Newswise — Thomas Hart Benton captured early- to mid-20th century America with a style and swagger uniquely his own. Capturing what made the painter tick—and tick-off so many people—has been a career-long pursuit of art historian Henry Adams.

In fact, Adams was one of the first scholars to take Benton seriously, paving the way for the artist’s posthumous rise in esteem (and the prices paid for his works).

For an artist considered simple and reactionary during his lifetime, the turnaround in Benton’s reputation has been dramatic—and due in no small part to the insight and scholarship of Adams, the Ruth Coulter Heede Professor of Art History at Case Western Reserve University.

“Almost without realizing it, I had written a book,” said Adams, author of the just-released Thomas Hart Benton: Discoveries and Interpretations (University of Missouri Press), a collection of writings from his nearly 30 years examining Benton’s life and career.

“When I started, there was immense hostility to Benton’s work,” said Adams “Now, he’s come back into favor.”

Nowhere is this appreciation more evident than in the sizable sums paid—and rampant fakery—of Benton artworks.

In the book’s last chapter, Adams writes of assessing the legitimacy of Benton pieces for the likes of Christie’s and others—and concluding at least half were forgeries. (When Benton died in 1975, there were no experts or catalogues of his art, providing a window for forgeries to flood the market.)

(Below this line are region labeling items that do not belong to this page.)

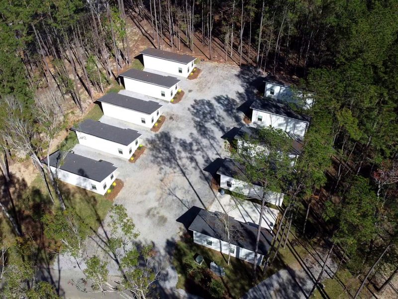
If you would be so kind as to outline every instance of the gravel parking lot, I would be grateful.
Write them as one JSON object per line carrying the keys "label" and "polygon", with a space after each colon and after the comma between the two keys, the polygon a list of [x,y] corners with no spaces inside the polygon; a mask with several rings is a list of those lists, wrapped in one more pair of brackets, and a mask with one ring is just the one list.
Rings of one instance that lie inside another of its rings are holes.
{"label": "gravel parking lot", "polygon": [[[165,260],[184,230],[177,220],[193,206],[205,208],[213,202],[216,194],[206,170],[217,159],[228,156],[222,137],[234,127],[245,125],[239,110],[254,94],[255,79],[260,75],[251,69],[213,63],[202,62],[199,67],[202,73],[198,79],[181,82],[185,92],[182,101],[164,102],[166,121],[160,131],[139,129],[148,148],[136,163],[80,145],[74,149],[118,167],[118,177],[124,186],[115,203],[126,207],[140,241],[153,243]],[[101,120],[137,130],[110,118]],[[163,268],[162,288],[170,290],[177,283],[177,274],[167,262]]]}

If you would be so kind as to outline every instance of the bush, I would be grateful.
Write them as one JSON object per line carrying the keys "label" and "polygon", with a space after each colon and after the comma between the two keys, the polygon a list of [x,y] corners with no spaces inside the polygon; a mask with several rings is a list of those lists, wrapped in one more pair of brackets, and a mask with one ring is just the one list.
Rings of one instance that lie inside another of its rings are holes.
{"label": "bush", "polygon": [[219,280],[213,279],[210,283],[209,292],[213,298],[222,298],[225,293],[226,289],[224,284]]}

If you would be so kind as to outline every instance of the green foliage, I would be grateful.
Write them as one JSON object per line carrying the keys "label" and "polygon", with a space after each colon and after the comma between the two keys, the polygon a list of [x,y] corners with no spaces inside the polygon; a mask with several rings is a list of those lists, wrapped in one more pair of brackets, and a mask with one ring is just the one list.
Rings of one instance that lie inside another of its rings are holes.
{"label": "green foliage", "polygon": [[218,279],[213,279],[210,283],[209,291],[213,298],[222,298],[226,289],[224,284]]}
{"label": "green foliage", "polygon": [[89,226],[81,219],[73,208],[57,210],[43,218],[44,232],[50,240],[60,243],[60,251],[73,257],[80,256],[86,240],[91,234]]}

Telltale signs of fakery come in clumsy brushstrokes, or pastiches that borrow and remix elements of famous Benton paintings; Adams has even used infrared technology to peer under paint for sketch marks in fitting with Benton’s habits.

Still, “It’s easy to be fooled,” said Adams. “You hope you’re right, but definitive proof is tough.”

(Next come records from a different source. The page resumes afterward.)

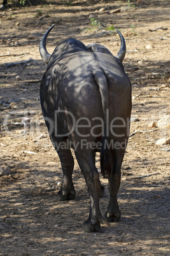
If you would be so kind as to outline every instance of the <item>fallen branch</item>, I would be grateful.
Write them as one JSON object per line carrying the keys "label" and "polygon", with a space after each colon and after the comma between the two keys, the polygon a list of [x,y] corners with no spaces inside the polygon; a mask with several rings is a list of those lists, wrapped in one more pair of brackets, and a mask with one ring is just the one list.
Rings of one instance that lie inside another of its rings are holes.
{"label": "fallen branch", "polygon": [[170,38],[163,38],[162,36],[160,36],[160,38],[159,38],[159,39],[164,39],[164,40],[170,40]]}
{"label": "fallen branch", "polygon": [[159,27],[157,29],[149,29],[149,31],[153,32],[153,31],[156,31],[158,29],[162,29],[162,30],[167,30],[167,27]]}
{"label": "fallen branch", "polygon": [[138,130],[135,130],[133,132],[132,132],[129,137],[132,137],[132,136],[134,136],[134,134],[136,134],[137,132],[139,132],[139,133],[143,133],[143,132],[154,132],[155,131],[157,131],[157,129],[154,129],[154,130],[145,130],[145,131],[138,131]]}
{"label": "fallen branch", "polygon": [[159,174],[160,174],[159,173],[150,173],[149,174],[141,175],[141,176],[139,176],[139,177],[134,177],[132,178],[132,180],[133,179],[142,179],[143,178],[149,177],[150,176],[159,175]]}
{"label": "fallen branch", "polygon": [[19,116],[24,116],[25,115],[36,115],[37,113],[33,111],[24,111],[23,113],[17,113],[17,112],[13,112],[12,111],[9,111],[8,114],[11,115],[19,115]]}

At one point, Adams’s identity was stolen; an unknown person, posing as Adams, vouched for the authenticity of a Benton fake in a letter to Sotheby’s.

“The brazenness of some attempts have kept me on my toes,” he said.

An artist still in review

Before Benton’s artwork found fame in the early 1930’s, he dabbled in trendy genres of the early 20th century, traveling, moving, and living in squalor until his sweeping mural America Today launched his career and solidified his artistic signature—colorful and crowded renditions of American life and history, as viewed through his own lens.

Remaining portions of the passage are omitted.